Thursday, May 23, 2019

Shaft's Big Score


Hey folks I have returned. Yeah it has been awhile since these reviews were back to back but I am just managing time better. Wibbly Wobbly aside, today I wanted to delve back into Blaxploitation and clear up a misnomer. One being today's film is the direct sequel to the private dick that's a sex machine and NOT Shaft in Africa. Yeah I know I have heard otherwise. Look at your chronology sucka or Hell just get on IMDB that surprisingly has this one under wraps. So yes we are getting a dose of Richard Roundtree being a bad mother once again. This is Shaft's Big Score.


He's undercover.












Not to be confused with Score's Big Shaft. Yeah not proud of writing porn but it pays the bills. Is he kidding? Figure it out yourselves. Nutty idea you could always ask when you put in film requests. 
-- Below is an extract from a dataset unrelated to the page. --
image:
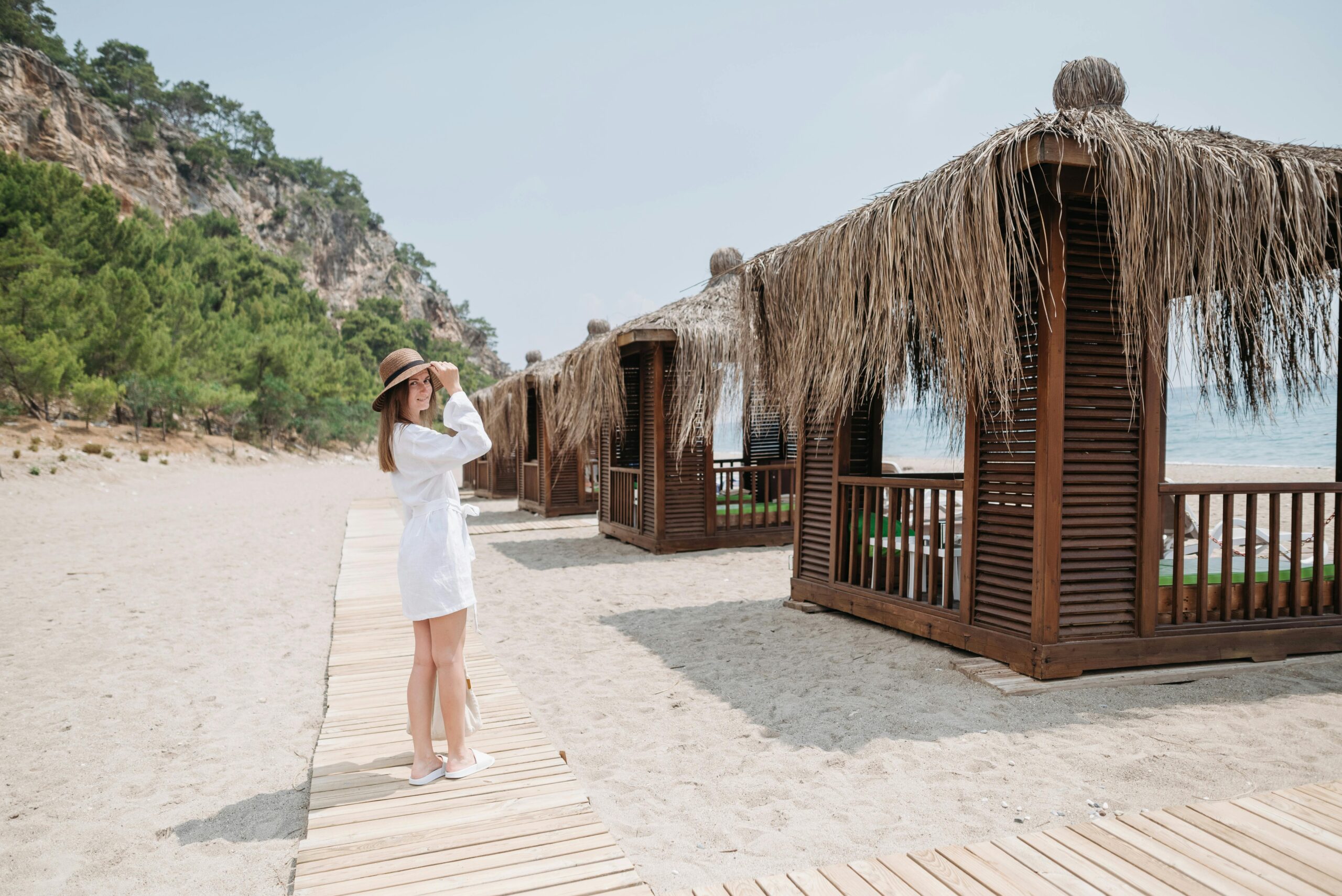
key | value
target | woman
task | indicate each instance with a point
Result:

 Shaft (Richard Roundtree of Portrait of a Hitman, Game for Vultures, City Heat, Maniac Cop, Night Visitor, Crack House, Roc, Se7en, Rescue 77, Shaft and Soul Food) is back in the streets, doing his thang when he gets wind of a racketing gig out of a friend Cal (Robert Kya-Hill of Shaft's Big Score, Death Wish, Lou Grant, Good times, Ryan's Hope and Sue) business being a funeral parlor. Trying to reach our protagonist on the horn (My guess he's all tuckered out from whatever girls he was with that night) and tell Shaft his plight. It's definitely more than a boggle.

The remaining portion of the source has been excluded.